On your credit report, a short sale without a deficiency balance will appear as a settled debt. Settled means the lender accepted less than the full amount owed, and all settled debt reflects negatively in your credit score. Settled debt remains on your credit report for seven years from the date the account was reported settled. Likewise, a foreclosure remains on your credit report for seven years.

The higher your credit score is before you do a short sale, the more it may fall. Consumers applying for a short sale may already be financially distressed. If you have missed payments on your mortgage or other bills, your credit score may have already dropped. A short sale will cause less damage to a lower score.

The longer a short sale takes, the more potential risk to your credit standing, particularly if you are unable to pay the mortgage. A 120-day late payment is far more damaging than one that is 90 or 60 days late. Finding a way to get through the process efficiently is in your best interest.

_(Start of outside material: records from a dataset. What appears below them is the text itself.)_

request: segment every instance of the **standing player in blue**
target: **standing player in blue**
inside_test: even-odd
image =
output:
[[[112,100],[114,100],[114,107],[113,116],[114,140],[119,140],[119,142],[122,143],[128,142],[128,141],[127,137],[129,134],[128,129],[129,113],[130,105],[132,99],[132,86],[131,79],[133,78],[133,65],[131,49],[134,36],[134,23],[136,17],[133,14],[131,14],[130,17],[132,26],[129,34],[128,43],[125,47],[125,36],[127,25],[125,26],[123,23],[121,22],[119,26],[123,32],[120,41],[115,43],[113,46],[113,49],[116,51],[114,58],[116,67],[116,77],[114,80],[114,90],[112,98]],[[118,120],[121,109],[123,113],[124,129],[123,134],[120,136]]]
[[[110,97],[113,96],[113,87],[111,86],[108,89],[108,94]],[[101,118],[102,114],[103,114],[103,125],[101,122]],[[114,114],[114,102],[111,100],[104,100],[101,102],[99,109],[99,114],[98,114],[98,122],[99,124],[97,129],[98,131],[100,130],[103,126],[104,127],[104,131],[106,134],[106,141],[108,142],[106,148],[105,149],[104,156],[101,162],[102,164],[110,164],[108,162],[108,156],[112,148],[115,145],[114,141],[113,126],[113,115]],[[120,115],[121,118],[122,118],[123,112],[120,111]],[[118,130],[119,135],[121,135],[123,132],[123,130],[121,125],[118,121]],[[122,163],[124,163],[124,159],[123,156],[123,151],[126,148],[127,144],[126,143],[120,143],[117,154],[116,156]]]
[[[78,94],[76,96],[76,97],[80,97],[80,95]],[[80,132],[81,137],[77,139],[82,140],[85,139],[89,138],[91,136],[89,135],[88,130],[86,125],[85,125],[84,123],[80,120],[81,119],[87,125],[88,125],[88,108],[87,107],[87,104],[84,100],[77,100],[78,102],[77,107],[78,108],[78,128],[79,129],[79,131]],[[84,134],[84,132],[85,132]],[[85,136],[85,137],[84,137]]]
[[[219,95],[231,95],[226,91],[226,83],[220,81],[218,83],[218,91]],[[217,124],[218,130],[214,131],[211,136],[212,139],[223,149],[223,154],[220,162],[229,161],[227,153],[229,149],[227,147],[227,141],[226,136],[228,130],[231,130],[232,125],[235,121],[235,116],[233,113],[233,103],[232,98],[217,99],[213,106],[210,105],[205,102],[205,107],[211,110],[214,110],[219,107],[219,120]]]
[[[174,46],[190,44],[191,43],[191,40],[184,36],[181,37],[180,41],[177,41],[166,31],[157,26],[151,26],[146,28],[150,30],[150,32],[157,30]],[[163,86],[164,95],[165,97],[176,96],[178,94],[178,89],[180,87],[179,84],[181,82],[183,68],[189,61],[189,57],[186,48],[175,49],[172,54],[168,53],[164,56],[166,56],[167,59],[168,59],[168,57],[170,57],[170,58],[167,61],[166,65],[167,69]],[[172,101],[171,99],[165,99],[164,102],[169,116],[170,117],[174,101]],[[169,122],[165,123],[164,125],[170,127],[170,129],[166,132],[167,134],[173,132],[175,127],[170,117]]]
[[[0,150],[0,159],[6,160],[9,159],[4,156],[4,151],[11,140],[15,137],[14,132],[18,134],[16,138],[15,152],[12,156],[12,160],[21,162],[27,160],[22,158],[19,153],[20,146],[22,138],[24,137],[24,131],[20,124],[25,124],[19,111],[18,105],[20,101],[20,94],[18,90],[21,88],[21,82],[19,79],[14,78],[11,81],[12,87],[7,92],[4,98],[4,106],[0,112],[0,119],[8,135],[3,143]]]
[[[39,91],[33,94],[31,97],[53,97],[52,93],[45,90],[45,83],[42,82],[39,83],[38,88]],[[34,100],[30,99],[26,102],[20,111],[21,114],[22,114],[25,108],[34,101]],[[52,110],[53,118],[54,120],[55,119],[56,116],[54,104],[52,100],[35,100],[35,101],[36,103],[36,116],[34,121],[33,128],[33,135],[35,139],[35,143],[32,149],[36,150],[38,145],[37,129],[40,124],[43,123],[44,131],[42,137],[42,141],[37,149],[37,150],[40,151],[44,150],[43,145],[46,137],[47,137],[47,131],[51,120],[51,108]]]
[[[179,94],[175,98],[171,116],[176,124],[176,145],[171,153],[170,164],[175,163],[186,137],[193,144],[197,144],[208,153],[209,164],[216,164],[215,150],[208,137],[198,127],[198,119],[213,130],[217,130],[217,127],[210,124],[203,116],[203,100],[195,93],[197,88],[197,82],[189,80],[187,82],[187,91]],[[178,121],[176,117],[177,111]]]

Steps Before You Apply for a Short Sale

When you’re ready to apply for a short sale, you’ll need to submit paperwork required by your lender, such as tax returns for the last two years, bank statements and pay stubs for the last month, in addition to documentation of your hardship. Some items, like bank statements, have a shelf life. If too much time passes during the process, you’ll need to provide updated documents.

For a more seamless experience, find an agent who is well-versed in short sales. “Your short sale package needs to be complete and detailed. Your lender will require specific documentation, delivered in a certain way. If your package is not complete or correct, the bank is likely to reject it. Then you go to the bottom of the stack when you resubmit,” says Shapiro-Estrada.

Although during the housing crisis some short sales dragged out for the better part of a year, lenders have developed processes for this type of transaction and can now complete a short sale in a matter of weeks. “If the package you submit to the lender is well-done, the short sale should take six to eight weeks start to finish,” says Shapiro-Estrada. There is no set schedule for a short sale, however, and the time to complete one will vary depending on the lender and the situation.

Avoiding Short Sale

No homeowner wants to do a short sale. It’s damaging to your credit and takes you out of homebuying for several years. Follow these strategies for avoiding one.

— Check in with your agent periodically to assess the current market value of your home. If you spot a declining trend that could soon put you underwater, it might be a good idea to sell your home before it’s worth less than your mortgage.

— Don’t borrow against your home up to its full value. Avoid taking out home equity loans or lines of credit that max out your debt against the home.

— Explore alternative payment solutions with your lender, including loan modification or refinancing.

— “Look for other ways to obtain the cash you need to remedy the debt,” says Mendenhall. When you apply for a short sale, the lender may examine your finances overall. If you have substantial liquid assets, the lender may deny your application.

— Consider whether it’s possible to continue making payments until the value of your home rises and you can sell it for an amount that will satisfy your outstanding loan. “It’s a bad idea to do a short sale when the market is going up,” says Shapiro-Estrada. “If you can pull off payments for a year or diligently pursue a loan modification, postpone selling until the value comes back up.”